What the installer does

The one-liner installer (install-remote.sh) performs the following steps:
  1. Checks for Node.js and git
  2. Installs Claude Code CLI if not already present (npm install -g @anthropic-ai/claude-code)
  3. Clones the CC Commander repository to ~/.cc-commander/ (or pulls the latest if already present)
  4. Runs install.sh --force, which copies skills, commands, hooks, libraries, and config files into ~/.claude/
  5. Creates a ccc symlink at /usr/local/bin/ccc or ~/.local/bin/ccc
If you already have CC Commander installed, running the one-liner again updates it to the latest version — the same as running ccc --update.

File locations

Do not delete ~/.cc-commander/. The ccc binary is a symlink that points into this directory. Removing it will break the CLI.
PathWhat it contains
~/.cc-commander/CC Commander source — skills, commands, hooks, the CLI engine, and vendor submodules
~/.claude/Installed config — CLAUDE.md, settings.json, skills directory, commands directory, hooks
~/.claude/commander/Runtime state — knowledge base, session history, queue files, daemon state
The installer never modifies existing CLAUDE.md or settings.json files — it preserves your existing config and only creates new files.

Verify the installation

After installing, run the built-in self-test:
ccc --test
This runs a 22-point check covering the binary, config files, skills directory, commands directory, hooks, and vendor dependencies.
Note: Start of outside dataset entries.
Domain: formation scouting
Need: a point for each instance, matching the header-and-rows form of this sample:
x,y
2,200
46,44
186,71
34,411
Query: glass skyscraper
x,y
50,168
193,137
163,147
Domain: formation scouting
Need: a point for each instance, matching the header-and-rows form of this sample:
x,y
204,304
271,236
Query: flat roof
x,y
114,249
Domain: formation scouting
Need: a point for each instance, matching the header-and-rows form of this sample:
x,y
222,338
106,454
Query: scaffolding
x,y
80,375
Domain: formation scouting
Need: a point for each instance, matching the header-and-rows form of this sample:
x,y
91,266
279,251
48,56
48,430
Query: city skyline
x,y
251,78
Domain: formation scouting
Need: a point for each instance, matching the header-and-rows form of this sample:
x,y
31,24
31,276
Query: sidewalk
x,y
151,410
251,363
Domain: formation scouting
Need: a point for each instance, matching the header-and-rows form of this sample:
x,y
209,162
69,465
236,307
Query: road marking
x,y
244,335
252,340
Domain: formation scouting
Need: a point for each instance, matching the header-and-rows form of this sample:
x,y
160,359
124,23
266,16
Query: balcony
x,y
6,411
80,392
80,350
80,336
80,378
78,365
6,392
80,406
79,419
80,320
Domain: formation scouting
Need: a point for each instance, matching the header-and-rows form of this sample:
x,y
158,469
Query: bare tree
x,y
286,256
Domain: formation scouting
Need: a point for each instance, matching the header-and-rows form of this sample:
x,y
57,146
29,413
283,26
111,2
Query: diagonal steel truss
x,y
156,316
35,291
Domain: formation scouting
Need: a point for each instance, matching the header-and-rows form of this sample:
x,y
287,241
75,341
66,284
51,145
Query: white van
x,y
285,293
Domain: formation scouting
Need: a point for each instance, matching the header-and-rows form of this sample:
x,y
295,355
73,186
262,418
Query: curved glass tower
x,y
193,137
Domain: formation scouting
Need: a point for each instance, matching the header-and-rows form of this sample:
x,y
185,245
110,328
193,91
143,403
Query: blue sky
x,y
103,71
All items should pass.

Update

To pull the latest version of CC Commander:
ccc --update
This is equivalent to re-running the one-liner installer. It pulls the latest source to ~/.cc-commander/, updates vendor submodules, and reinstalls all components.

Uninstall

CC Commander ships an uninstall.sh script at ~/.cc-commander/uninstall.sh. It removes kit components from ~/.claude/ and deletes the ccc symlink, but preserves your existing CLAUDE.md and settings.json so you do not lose personal configuration.
~/.cc-commander/uninstall.sh
To remove everything including the source directory:
~/.cc-commander/uninstall.sh
rm -rf ~/.cc-commander

Split Mode and tmux

Split Mode is the default launch mode when tmux is available. It opens tabbed tmux sessions — the CC Commander menu runs in tab 0, and each dispatched task opens in a new window where you can watch Claude work with full output visible. Install tmux if you do not already have it:
brew install tmux
If tmux is not installed, CC Commander falls back to simple mode automatically. You can also force simple mode explicitly:
ccc --simple
In Split Mode, use Ctrl+A n and Ctrl+A p to move between tabs, and Ctrl+A 0 to return to the CC Commander menu from any task window.